Lorsque l'on connait pour ainsi dire à la perfection ce château au gré des photos des visiteurs, la description que j'en fais est une très grande déception. Le moindre objet de valeur pécuniaire a été volé.

Où sont les défenses d'éléphant ? Volées. Où sont les carapaces de tortues, la massette, le béret rouge, volés. Où est la peau de léopard, les lances Dogon, volées. Les masques, les statues, les tableaux, les armes, les ivoires ? Et encore, ce ne sont que les quelques objets saillants auxquels je pense. A chaque passage d'urbexeur ou d’autres individus bien entendu, on pourrait ajouter un objet à la liste.

Déprédations et vandalisme ont rendu ce lieu l'ombre de lui-même. Les dernières traces d'occupation dateraient de 2011. Si seulement cela pouvait être la famillequi a embarqué les reliques africaines ; je rêve naïvement que ce ne fut pas vol mais juste une conservation pour mettre à l’abri. J’ai peine à y croire. C’est tuer Georges une seconde fois, la réalité crue des choses.

Lorsque l’on quitte un urbex désiré depuis longtemps, il est un moment, exact, quantifiable, où on sait que l’on part pour ne plus jamais revenir – gardant uniquement le précieux des souvenirs. L’on sait aussi que la quête qui s’ouvre, extrêmement incertaine, est d’avoir la chance de trouver la sépulture. Au hasard, forcer le hasard tout de même : désirer. Faisceau d’indices.

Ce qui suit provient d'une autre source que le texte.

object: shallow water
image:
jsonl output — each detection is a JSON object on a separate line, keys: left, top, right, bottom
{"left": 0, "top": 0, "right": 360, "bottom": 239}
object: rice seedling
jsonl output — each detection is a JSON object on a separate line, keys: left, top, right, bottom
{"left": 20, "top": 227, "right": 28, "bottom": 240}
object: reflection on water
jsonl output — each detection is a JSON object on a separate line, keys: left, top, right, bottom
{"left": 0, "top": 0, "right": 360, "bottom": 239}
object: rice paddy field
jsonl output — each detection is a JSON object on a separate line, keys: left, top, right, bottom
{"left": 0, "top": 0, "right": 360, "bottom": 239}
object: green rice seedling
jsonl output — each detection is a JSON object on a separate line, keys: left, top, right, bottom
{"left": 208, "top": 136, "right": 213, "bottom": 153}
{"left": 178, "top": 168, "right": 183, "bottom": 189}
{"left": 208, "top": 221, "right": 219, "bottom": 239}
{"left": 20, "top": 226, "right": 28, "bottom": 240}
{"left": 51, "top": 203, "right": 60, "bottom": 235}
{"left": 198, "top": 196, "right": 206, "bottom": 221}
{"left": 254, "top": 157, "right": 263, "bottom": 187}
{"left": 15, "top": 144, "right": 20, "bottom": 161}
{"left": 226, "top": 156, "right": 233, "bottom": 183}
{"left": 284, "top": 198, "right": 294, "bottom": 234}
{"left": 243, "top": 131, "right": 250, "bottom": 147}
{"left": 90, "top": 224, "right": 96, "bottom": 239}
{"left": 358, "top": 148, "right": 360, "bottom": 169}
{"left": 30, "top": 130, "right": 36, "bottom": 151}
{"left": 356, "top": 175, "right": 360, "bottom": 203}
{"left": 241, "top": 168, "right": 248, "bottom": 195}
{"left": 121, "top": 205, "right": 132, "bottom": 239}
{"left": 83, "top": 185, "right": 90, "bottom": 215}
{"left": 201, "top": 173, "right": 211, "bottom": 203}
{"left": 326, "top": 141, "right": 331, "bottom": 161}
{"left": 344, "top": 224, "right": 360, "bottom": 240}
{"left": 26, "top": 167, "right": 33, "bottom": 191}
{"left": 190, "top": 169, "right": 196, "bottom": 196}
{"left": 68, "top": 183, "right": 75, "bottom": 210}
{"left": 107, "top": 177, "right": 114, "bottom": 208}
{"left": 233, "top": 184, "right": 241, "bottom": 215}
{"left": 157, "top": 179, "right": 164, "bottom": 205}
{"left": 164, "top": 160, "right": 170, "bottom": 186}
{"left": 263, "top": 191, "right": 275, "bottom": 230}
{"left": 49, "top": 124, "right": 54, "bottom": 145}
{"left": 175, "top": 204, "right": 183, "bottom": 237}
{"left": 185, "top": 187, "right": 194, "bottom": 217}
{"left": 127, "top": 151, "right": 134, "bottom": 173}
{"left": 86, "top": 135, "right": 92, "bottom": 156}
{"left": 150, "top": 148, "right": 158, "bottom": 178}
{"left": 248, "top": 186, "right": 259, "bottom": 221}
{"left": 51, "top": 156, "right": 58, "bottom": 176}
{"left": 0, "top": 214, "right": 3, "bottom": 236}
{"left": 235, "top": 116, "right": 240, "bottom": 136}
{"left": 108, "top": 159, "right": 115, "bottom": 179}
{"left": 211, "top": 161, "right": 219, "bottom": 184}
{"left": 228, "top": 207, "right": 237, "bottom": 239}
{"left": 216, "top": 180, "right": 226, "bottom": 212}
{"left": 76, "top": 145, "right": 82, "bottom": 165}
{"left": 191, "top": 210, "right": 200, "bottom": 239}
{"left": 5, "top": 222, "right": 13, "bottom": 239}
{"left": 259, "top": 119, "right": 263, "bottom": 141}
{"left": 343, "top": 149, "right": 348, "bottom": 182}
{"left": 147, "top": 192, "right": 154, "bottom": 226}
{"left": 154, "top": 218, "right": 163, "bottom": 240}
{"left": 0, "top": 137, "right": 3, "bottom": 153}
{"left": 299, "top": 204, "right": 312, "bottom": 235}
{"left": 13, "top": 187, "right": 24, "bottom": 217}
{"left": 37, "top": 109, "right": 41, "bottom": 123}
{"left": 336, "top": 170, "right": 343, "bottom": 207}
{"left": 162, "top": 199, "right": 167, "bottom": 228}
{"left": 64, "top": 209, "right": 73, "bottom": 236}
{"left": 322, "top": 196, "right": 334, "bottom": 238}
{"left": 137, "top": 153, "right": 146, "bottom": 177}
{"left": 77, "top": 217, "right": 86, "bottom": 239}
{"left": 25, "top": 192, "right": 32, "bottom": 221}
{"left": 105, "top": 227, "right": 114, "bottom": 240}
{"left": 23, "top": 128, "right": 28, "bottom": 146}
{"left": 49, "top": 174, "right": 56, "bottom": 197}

Dans les pentes glissantes envahies de salsepareilles haineuses, je me vois portant une défense d’éléphant gigantesque. Comment ont-ils pu faire ça ? Pourquoi ont-ils fait ça ? C’est un tel marché noir, c’est invendable. C’est si dangereux de posséder ça sans historique familial pouvant le justifier. Ils ont souillé, il n’est d’autre mot.

Le fermier, immédiatement attenant, effectue le gardiennage du lieu et se trouve désemparé devant une hargne telle à tout piller. La dévastation de ce château a été la plus intense que j'aie pu connaître depuis mes parcours urbex. Et l'on me demande d'être pacifique en matière de partage de localisations ?

Alors sur le chemin du retour, et le soir tombant, le regard fixe sur une prairie paisible : un geai chipote depuis tout à l’heure dans la ligne d’arbres : une dame, un riverain m’aborde (elle a un peu peur de déranger, elle est tellement la bienvenue), je lui dis, je nous dis que nous ne saurons jamais mais seules comptent les traces d’amour qu’on aura laissé là-bas. Pour les autres peut-être, les prochains. Je ne sais pas. Je vais dormir là. Je peux passer si j’ai besoin d’eau, qu’elle me dit. N’importe quand.

Je n’irai certainement pas déposer une boîte de saka-saka sur la sépulture. Une coque de calebassier remplie de petits cailloux : chaque jour que j’ai pensé à eux.